Cytokines play an important role in the regulation of the immune system (adaptive and innate). Given their importance in proinflammatory processes, cytokines have been used for understanding the pathogenesis and as biomarkers in many diseases. IL-31 and IL-33 are still considered novel cytokines. IL-31 controls signalling and regulates a huge amount of biological functions: it induces proinflammatory cytokines, regulates cell proliferation, and is involved also in tissue remodelling. On the other hand, IL-33 has been identified as an "alarmin" released from the epithelial cells and from different human tissues and organs after a damage following, that is, an inflammatory process. The aim of this literature review is to strengthen the hypothesis about an IL-31/IL-33 axis by evaluating the most recent studies linking these two cytokines. Literature data showed that, in many cases, IL-31 and IL-33 are linked to each other and that their expression is correlated with disease severity. The presence of one interleukin might stimulate the induction of the other, amplifying inflammation and the consequent detrimental processes. In a near future, influencing their balance could be helpful in modulating the first responses of the immune system in order to prevent the development of many inflammation-related diseases.

Figure 1

Immune cells activated by IL-31 and IL-33.

Figure 2

Visual description of the IL-31 and IL-33 cascades leading to the activation of the genes and the proteins involved in the development of inflammatory disorders.
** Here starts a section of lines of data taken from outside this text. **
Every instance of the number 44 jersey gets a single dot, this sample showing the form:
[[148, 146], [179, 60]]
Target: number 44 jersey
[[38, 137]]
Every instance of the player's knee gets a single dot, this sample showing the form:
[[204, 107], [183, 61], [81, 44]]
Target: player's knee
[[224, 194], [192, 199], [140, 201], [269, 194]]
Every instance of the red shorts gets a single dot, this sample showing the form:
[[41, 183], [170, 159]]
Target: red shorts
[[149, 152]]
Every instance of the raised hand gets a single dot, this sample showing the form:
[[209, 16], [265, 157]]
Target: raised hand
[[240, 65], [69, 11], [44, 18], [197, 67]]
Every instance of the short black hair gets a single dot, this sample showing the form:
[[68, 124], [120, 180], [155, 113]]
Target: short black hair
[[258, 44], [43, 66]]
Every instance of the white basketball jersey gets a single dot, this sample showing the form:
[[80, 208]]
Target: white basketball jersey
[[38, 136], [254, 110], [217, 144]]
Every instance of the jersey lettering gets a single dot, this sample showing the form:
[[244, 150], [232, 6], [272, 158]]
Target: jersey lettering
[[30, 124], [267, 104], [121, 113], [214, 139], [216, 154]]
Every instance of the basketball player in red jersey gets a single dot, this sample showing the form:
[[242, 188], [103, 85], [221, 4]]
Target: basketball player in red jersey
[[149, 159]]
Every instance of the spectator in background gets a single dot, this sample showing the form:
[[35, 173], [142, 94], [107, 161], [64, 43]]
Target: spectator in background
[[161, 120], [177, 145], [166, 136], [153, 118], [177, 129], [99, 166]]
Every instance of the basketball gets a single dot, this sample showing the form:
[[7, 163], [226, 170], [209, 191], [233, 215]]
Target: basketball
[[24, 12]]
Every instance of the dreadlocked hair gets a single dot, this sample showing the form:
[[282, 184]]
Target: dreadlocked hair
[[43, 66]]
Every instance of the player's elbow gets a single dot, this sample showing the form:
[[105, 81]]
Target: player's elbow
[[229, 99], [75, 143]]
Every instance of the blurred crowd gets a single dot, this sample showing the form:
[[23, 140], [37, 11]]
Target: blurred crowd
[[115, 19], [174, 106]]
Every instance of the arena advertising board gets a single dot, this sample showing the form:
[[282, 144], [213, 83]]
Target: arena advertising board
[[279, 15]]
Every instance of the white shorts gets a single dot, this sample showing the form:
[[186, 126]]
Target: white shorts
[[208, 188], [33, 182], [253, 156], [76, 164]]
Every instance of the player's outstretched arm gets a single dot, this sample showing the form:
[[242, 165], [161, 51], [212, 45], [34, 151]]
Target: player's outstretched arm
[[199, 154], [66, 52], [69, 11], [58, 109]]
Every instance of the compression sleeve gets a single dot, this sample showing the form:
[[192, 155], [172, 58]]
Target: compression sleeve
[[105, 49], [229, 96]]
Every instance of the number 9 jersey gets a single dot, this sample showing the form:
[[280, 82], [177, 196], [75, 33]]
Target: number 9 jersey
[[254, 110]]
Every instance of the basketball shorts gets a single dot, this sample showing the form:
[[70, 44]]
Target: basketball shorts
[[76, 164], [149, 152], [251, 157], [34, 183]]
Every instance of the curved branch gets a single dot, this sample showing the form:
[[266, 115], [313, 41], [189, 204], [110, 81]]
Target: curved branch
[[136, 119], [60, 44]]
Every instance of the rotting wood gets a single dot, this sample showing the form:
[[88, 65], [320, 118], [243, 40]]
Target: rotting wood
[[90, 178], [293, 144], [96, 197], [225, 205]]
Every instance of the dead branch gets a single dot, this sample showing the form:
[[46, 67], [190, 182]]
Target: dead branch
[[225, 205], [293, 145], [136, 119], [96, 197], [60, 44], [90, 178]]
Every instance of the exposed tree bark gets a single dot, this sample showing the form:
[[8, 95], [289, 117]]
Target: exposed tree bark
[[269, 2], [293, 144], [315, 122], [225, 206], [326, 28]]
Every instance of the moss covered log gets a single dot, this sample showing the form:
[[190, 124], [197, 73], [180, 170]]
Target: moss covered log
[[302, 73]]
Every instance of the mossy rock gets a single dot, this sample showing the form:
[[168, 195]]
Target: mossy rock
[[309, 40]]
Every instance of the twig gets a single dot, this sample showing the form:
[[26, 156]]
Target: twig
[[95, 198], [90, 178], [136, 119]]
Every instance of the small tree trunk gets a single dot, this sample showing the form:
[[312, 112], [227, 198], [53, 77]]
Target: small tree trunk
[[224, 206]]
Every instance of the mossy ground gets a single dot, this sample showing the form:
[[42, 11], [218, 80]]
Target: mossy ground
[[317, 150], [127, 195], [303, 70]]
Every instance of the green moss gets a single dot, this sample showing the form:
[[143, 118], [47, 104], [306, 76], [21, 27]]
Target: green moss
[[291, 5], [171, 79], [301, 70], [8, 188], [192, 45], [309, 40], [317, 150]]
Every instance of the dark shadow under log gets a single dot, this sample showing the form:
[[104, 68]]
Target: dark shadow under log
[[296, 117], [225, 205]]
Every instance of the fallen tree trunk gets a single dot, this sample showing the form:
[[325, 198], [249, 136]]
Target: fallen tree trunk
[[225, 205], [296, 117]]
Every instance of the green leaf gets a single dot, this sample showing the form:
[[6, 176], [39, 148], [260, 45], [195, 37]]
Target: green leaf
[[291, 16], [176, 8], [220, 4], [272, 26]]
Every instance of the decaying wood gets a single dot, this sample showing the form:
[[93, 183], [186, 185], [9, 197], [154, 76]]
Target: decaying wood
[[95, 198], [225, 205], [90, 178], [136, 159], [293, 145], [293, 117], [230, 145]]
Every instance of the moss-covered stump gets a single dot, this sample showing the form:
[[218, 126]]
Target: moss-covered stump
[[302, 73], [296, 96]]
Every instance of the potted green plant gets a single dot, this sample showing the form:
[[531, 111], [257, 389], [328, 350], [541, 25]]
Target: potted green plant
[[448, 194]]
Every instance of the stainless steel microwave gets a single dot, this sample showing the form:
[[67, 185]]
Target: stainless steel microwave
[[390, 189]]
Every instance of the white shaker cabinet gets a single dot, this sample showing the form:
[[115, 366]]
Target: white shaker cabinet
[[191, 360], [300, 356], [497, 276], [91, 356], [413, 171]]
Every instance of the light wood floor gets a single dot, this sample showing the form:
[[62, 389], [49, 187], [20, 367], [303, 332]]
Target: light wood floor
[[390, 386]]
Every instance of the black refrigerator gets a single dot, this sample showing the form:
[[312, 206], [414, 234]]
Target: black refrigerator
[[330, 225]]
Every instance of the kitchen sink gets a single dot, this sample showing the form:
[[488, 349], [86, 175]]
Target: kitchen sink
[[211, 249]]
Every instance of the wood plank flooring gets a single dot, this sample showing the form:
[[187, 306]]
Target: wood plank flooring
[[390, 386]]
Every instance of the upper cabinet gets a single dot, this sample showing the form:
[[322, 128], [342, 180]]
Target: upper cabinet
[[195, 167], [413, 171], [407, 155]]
IL: interleukin; OSMR: oncostatin-M-specific receptor beta; IL-31-RA: interleukin-31 receptor A; JAK: Janus kinase; STAT: signal transducers and activators of transcription; PI3: phosphoinositide-3-kinase; AKT: protein kinase B; MAPK: mitogen-activated protein kinase; AD: atopic dermatitis; ST2: soluble receptor; IL-1RAcP: IL-1R accessory protein; TIR: toll/interleukin-1 receptor; MyD88: myeloid differentiation primary response protein; IRAK: interleukin-1 receptor-associated kinase; IKB: I kappa B; NF-κB: nuclear factor- (NF-) κB; ERK: extracellular signal-regulated kinase; JNK: Jun N-terminal kinases; Th: T helper; CCL: chemokine (C-C motif) ligand; TNF: tumor necrosis factor.